In recent years, Australia's concert biz has been rumbling along in a rude state of health. Ticket sales have been healthy, there's no shortage of touring acts and prices at the gate are high compared with the U.S. or Britain; according to the LPA, average concert ticket prices rose by 0.6% to Australian $103.45 ($108).

Also in the report, music festivals suffered a 4.4% decline in takings to Australian $96.45 million ($101 million), while attendance dropped by 4.2%. The average festival ticket price was higher than it's ever been -- Australian $138.97 ($146) -- while the year's biggest festivals were Future Music, Splendour In The Grass and Big Day Out.

With the British festivals space facing pressures of its own, many observers are looking for the same tell-tale signs in the live sector to appear Down Under.

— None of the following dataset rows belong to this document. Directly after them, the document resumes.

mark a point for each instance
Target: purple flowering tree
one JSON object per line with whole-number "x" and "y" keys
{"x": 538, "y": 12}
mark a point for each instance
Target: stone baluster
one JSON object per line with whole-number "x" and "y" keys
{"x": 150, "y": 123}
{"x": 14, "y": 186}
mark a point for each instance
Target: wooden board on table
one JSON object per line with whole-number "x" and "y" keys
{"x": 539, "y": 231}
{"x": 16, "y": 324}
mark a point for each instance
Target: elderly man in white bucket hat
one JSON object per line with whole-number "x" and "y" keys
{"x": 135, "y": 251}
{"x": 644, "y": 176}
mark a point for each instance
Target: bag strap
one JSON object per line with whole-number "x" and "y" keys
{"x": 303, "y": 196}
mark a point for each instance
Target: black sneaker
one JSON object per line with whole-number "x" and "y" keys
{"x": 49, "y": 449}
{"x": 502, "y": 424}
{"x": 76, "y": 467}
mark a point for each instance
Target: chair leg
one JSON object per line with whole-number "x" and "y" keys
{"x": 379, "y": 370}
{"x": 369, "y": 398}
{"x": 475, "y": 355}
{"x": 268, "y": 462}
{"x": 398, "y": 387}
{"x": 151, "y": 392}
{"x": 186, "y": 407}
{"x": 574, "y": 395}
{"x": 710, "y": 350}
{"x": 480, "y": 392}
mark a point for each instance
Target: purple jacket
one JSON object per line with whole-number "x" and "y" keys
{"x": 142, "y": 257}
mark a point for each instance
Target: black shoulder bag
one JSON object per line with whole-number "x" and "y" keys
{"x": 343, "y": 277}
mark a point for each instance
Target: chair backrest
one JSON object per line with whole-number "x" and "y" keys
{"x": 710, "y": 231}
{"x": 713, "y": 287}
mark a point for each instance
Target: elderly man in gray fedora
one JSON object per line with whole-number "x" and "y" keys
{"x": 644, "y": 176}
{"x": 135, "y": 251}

Those cracks have already appeared. The Big Day Out, for many years the titan among Australia's festivals, endured a dreadful early 2012 tour and has now been overtaken by Future and Stereosonic as the country's most popular fests. The BDO will be back next year, reshaped and with a new partner in C3 Presents. Few festivals will find the busy upcoming summer calendar a breeze.

Chugg admits the festivals space is a tough one, but he's unfazed by talk of a wider downturn. "I reckon we're the strongest market in the world right now," notes Chugg, whose company Michael Chugg Entertainment shifted almost 400,000 in the first half of the year. "Certainly sales figures have shown that and the amount of traffic we're getting through the country doesn't seem to be causing death and destruction in terms of losing any money." Chugg is in the thick of the action. In the coming months, he'll bring the likes of Coldplay, Radiohead, Weezer, Gotye and Kelly Clarkson to these shores. "You'd have to think of Australia as very strong at the moment."